Over the past decade, Séka Hills has invested in irrigation infrastructure to maximize surface water use. “We’ve put more irrigation infrastructure in place to utilize more surface water as opposed to groundwater,” Etters said. “Having Cache Creek in our backyard is a great source of surface water. We’re working to maximize that across the tribe’s lands.”
He added that results depend on precision rather than maximum irrigation, with careful scheduling tied to orchard needs and seasonal conditions.
Etters said part of mitigating uncertainty is to strengthen biodiversity and maintain the land. Measures include water conservation, minimal pesticide use, native-plant hedgerows, protection of riparian corridors, and removal of invasive weeds — steps that align with the estate’s broader sustainability goals.
“The tribe has been here in this valley for over 5,000 years,” Etters said. “They take sustainability and their culture into consideration in every decision they make on the farm and ranch. They want to protect and preserve the land not just for their community, but for their neighbors as well.”

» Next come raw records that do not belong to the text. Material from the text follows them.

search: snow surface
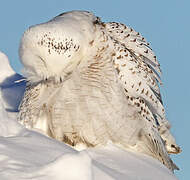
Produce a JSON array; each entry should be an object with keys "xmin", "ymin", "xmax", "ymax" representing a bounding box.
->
[{"xmin": 0, "ymin": 52, "xmax": 177, "ymax": 180}]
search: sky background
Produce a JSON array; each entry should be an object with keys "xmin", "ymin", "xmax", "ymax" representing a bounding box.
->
[{"xmin": 0, "ymin": 0, "xmax": 190, "ymax": 180}]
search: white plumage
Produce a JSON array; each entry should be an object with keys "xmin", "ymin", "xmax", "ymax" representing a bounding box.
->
[{"xmin": 18, "ymin": 11, "xmax": 180, "ymax": 170}]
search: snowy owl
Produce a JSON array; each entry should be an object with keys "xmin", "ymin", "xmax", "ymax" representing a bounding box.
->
[{"xmin": 18, "ymin": 11, "xmax": 181, "ymax": 170}]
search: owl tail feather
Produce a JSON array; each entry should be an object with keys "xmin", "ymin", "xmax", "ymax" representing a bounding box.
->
[{"xmin": 139, "ymin": 129, "xmax": 179, "ymax": 172}]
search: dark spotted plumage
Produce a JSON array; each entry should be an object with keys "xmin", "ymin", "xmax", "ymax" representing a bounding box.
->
[{"xmin": 18, "ymin": 11, "xmax": 180, "ymax": 170}]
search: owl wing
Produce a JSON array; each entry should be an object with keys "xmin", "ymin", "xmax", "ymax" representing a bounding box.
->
[{"xmin": 105, "ymin": 23, "xmax": 178, "ymax": 170}]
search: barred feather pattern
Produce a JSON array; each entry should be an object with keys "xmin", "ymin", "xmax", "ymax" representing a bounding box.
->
[{"xmin": 18, "ymin": 11, "xmax": 180, "ymax": 171}]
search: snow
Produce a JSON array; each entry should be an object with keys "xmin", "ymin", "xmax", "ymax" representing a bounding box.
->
[{"xmin": 0, "ymin": 52, "xmax": 177, "ymax": 180}]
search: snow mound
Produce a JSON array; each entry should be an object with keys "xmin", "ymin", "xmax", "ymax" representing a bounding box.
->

While the operation is not actively looking to expand olive acreage, Etters said the farm may evaluate opportunities created by the contraction of California’s wine sector. “With the current state of the wine grape industry, the amount of vineyards being removed here, I think there’s going to be a large amount of acreage planted into olives over the next five to ten years,” he predicted.
He added that competition in California’s olive oil sector is increasing, even as growers remain collaborative. “We’re still a pretty small community of growers and processors,” Etters said. “We still help each other out.”
For Etters, the estate’s identity remains inseparable from the land and the tribe’s long history in the valley. “Having the chance to walk through the groves with the tribal citizens and take a break under a 300-year-old oak tree, you feel that very special connection,” he said.